Saturday, October 07, 2006

"Cohesion" in Tricorne Wars --

I have already (September 27, 2006) somewhat discussed "Morale Grades" in my SYW rules, Bluebear's "Tricorne Wars".

Today I wish to discuss "cohesion". Essentially, a unit's "morale grade" is an abstraction of how well they adjust to adversity. "Cohesion" is a measure of some types of that adversity.

Perhaps the easiest cohesion state to understand is "Separation". If a unit is in skirmish order, its component elements (stands) are "separated". The unit is in a state of Separation. But a unit is also in Separation if they are in terrain that has temporarily disrupted their normal order.

In both of the above-mentioned examples of "Separation", that state ends when the factor causing it ceases to be. If a skirmishing unit returns to a solid line; or a unit in "separating terrain" leaves it, "Separation" ends.

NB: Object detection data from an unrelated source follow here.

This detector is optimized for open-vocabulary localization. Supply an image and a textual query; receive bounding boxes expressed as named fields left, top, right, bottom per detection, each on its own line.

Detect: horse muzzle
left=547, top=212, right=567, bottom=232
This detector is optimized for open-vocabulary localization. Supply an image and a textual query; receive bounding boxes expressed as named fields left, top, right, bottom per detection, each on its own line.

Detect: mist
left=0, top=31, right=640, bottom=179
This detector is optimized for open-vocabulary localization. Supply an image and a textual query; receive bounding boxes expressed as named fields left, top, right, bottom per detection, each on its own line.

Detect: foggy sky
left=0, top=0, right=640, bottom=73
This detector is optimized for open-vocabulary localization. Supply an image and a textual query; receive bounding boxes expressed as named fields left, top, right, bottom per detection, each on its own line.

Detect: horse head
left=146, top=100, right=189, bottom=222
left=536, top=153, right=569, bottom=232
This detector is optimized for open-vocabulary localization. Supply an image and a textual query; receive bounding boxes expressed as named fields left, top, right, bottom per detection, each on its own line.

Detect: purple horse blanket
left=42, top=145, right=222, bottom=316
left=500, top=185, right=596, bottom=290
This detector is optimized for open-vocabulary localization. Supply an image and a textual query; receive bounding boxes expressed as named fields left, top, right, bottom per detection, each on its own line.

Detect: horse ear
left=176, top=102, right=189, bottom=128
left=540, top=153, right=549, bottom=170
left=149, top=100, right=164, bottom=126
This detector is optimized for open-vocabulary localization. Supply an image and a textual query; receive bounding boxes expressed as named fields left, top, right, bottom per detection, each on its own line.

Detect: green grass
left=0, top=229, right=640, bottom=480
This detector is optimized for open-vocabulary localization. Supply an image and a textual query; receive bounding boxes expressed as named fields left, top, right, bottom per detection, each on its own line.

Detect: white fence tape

However, Separation is a cohesion state that exists separately and along side the other cohesion states. These other states are:
  • Good Order -- your best cohesion; all set to follow orders and fight
  • Rattled -- minor loss of cohesion
  • Disordered -- more serious loss of cohesion; like Separation, but not cessation-cured
  • Shaken -- very serious loss of cohesion; unit is in bad shape; needs to rally
  • Broken -- all you can do is rout and hope that you can rally them
Please note that a unit could be (for example) both Separated and Shaken. When the cause for Separation ends, the unit will still be Shaken.

Colour stands

I hate little bits of colored pipe cleaner, cardboard chits, casualty caps, printed labels and various other ways which some games use to indicate a unit's status -- such as their current "cohesion".

Therefor, in "Tricorne Wars", I urge the use of "colour stands" to indicate the unit's current cohesion. It is a simple, yet effective way of showing it on the tabletop without destroying the visual impact of the battle.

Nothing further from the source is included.